Still, today, most of the world’s larger companies, in one way or the other, have room for improvement, even with basic stuff like common data names and definitions. A data quality firewall is necessary at every point of data entry, to prevent bad data from entering the systems. And even when that is taken care of, there is still the almost universal challenge of getting unstructured data into the BI-systems.
The goal is to place BI in the centre of the enterprise and connect it with all of the enterprise and it needs to be available wherever it’s needed, whenever it’s needed. Mike Ferguson calls this Right Time Business Optimization. To do this it is absolutely necessary to react before the data reaches storage – even in memory.
This is the challenge for the modern enterprise and no one has solved it yet, but Mike Ferguson predicts that automated decisions will start to make an impact already in 2009-2012.
I think this is highly unlikely that there will be any impact what so ever, since automated decisions already take place in most enterprises and since they really have nothing to do with BI in particular. Intelligent business systems will continue to evolve and more automated decisions will enter any enterprise.

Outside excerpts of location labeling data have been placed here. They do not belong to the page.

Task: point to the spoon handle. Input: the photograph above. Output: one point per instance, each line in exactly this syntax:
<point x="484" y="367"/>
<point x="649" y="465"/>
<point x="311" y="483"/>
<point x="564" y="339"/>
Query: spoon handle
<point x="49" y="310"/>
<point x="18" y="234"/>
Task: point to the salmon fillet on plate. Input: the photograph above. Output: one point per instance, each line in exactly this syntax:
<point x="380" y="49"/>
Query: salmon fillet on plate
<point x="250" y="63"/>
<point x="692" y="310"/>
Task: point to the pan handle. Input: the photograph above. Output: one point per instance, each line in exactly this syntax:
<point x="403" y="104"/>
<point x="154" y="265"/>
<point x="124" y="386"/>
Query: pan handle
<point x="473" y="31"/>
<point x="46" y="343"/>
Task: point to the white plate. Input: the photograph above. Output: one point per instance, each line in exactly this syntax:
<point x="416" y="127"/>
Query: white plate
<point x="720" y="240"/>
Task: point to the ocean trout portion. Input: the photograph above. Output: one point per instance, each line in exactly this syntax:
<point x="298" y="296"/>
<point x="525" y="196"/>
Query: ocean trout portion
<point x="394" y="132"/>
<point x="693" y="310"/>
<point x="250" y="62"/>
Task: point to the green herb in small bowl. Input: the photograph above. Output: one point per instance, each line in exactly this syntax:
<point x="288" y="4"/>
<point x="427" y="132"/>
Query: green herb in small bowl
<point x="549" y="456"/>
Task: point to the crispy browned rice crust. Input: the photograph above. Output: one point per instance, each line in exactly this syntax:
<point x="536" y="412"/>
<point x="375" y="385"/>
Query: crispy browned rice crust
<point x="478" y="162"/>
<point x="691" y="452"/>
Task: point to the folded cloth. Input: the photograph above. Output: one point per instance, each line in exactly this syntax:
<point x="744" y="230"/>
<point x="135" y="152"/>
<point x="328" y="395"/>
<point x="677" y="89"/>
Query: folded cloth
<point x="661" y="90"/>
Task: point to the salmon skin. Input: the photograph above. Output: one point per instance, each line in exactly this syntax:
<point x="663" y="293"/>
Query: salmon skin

If Mr. Ferguson is referring to automation of strategic decisions then this could – however compelling it may sound – pose a significant threat to a business that follows this path. Because any automated decision and structure can be mapped and reverse engineered by competitors who can then take advantage of the rigid structure inherent in automated systems against the business. Automation of strategic decisions will lock corporations into fixed reaction patterns making them much easier to predict by competitors who will not hold back.
The woes of BI in the coming information explosion can be much more easily handled by democratization of BI throughout the enterprise.